Vehicle sales decelerate as government cuts subsidies

Passenger vehicle sales in October showed the steepest year-on-year decline since 2008, as the government tightened up its 2-year-old subsidy policy for fuel-efficient models.

Sales of sedans, sport utility vehicles, multipurpose vehicles and minivans dropped 4.2 percent year-on-year and 12.9 percent month-on-month to 1,111,263 units in October, the China Passenger Car Association said on Monday.

The figure compared with average year-on-year growth of 4.4 percent in the first 10 months.

"The Golden Week (national day) holidays, the cooling economy and the rebound of gasoline prices on the world market all led to a sales decrease in October," said Rao Da, secretary-general of the association. "The withdrawal of subsidies for most fuel-saving vehicles helped produce the largest negative growth."

The Ministry of Finance altered its 2-year-old subsidy policy for fuel-saving vehicles, making more than 70 percent of the original 427 models ineligible for the subsidies, effective Oct 1.

"The total passenger vehicle production of 1,248,803 units, which grew by 5 percent from a year earlier, increased pressure on auto makers' inventory in October," said Rao.

"Inventories will continue to increase in November, as we believe that this month's sales will also decrease from last year's number, and maybe even with a bigger negative growth rate."

Rao said that China should not halt support for energy-efficient vehicles but instead should "further encourage the use of smaller engine capacity vehicles".

Chen Qingtai, a senior researcher at the Development Research Center under the State Council, agreed with Rao.

"The government should frame policies to promote the wide usage of fuel-saving and smaller vehicles," said Chen.

According to Chen, in 2010, only 6 percent of new passenger vehicles had engine capacities of 1.0 liter or lower. In Japan, by contrast, the proportion had already reached 37 percent by 2008.

Moreover, the average fuel consumption of passenger vehicles produced in China in 2010 was 18.3 percent higher than the average figure in Europe in 2008.

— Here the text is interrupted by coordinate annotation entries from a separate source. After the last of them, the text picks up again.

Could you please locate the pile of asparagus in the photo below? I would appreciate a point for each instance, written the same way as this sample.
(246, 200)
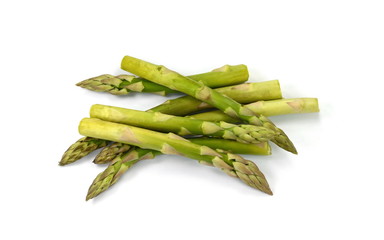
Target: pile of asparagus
(188, 126)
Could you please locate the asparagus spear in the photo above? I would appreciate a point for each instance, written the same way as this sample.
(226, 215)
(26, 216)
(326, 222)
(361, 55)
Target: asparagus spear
(81, 148)
(267, 108)
(242, 93)
(261, 148)
(181, 125)
(124, 84)
(125, 160)
(109, 152)
(173, 80)
(233, 165)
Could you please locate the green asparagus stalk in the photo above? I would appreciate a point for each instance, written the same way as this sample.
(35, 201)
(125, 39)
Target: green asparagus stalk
(124, 84)
(267, 108)
(81, 148)
(261, 148)
(181, 125)
(109, 152)
(173, 80)
(117, 168)
(242, 93)
(233, 165)
(125, 160)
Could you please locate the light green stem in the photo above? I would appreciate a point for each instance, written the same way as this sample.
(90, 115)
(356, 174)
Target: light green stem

"The shrinking market for small engine capacity vehicles also made China's domestic producers lose market share and profits," added Rao.

"From a long-term perspective, it's hard for domestic automobile producers to catch up with foreign rivals in terms of technologies and products."

General Motors Co said on Monday that it set an October sales record in China of 220,412 units, up 10.4 percent year-on-year.

South Korea's Hyundai Motor Co also reported high monthly sales in October, the second time it breached the 100,000-unit barrier.

The year-on-year sales growth of 13 percent reinforced China's top position in Hyundai's global market.

Another US-based auto producer, Ford Motor Co, said sales in October were little changed from a year earlier.

However, sales for the first 10 months in China jumped 9 percent to 426,814 units this year.